BEIRUT (Reuters) - Lebanon’s Saad al-Hariri, who resigned as prime minister on Nov. 4, will see France’s president on Saturday in Paris and the meeting will help resolve the Lebanese crisis and boost stability, a senior Hariri aide said.
Hariri quit as prime minister in a broadcast from Saudi Arabia two weeks ago, saying he feared assassination and railing against Riyadh’s foe Iran along with its Lebanese ally Hezbollah. Hariri, a Sunni Muslim leader and long-time Saudi ally, has yet to return to Beirut.
His decision to quit threw Lebanon into a political crisis. It also put the country center stage in the Middle East’s overarching rivalry between Saudi Arabia and its allies and a bloc led by Iran.
“Prime Minister Hariri has a meeting tomorrow at the Elysee with the French president, and Lebanon will have overcome this big obstacle,” said Lebanese Interior Minister Nohad Machnouk, a senior member of Hariri’s political party on Friday.
“The door will open to more stability and to the ability to face all the difficulties that we have gone through,” Machnouk said after meeting with Lebanese President Michel Aoun.
A Elysee Palace source has said Hariri would fly to Paris on Saturday and meet President Emmanuel Macron the same day. [nL8N1NM3WN]
French officials said they did not know how long Hariri would stay before returning to Beirut but hoped his visit would help soothe the crisis by demonstrating he was not being held in Saudi Arabia.
Aoun has refused to accept the resignation unless the premier returns to Lebanon, and has accused Riyadh of holding Hariri hostage. The president said this week on Twitter he hoped “the crisis is over” and the France visit would open the door to a solution.

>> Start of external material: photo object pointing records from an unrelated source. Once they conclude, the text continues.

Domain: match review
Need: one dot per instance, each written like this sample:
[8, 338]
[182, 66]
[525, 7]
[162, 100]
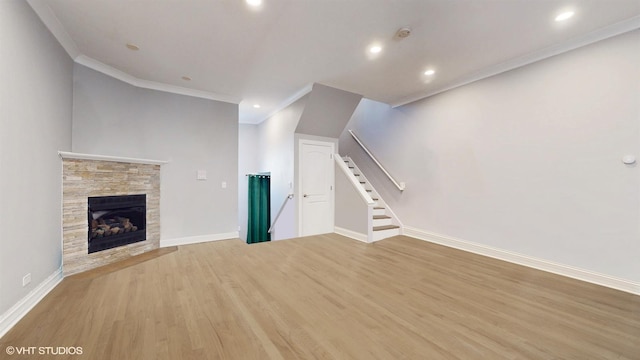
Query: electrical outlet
[26, 279]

Top Lebanese government officials and senior politicians close to Hariri say he was forced to quit and was being held by Saudi. Politicians from all sides in Lebanon have called for his return to Beirut.
Riyadh has denied forcing Hariri to resign or detaining him. In a TV interview on Sunday, his first public comments since quitting, Hariri said he is free to leave and would return home soon to formally submit his resignation.
Hariri became Lebanon’s prime minister last year in a power-sharing deal in which Aoun, a political ally of Hezbollah, became head of state. His coalition government includes Hezbollah, the heavily armed Shi’ite Muslim militant group and political party.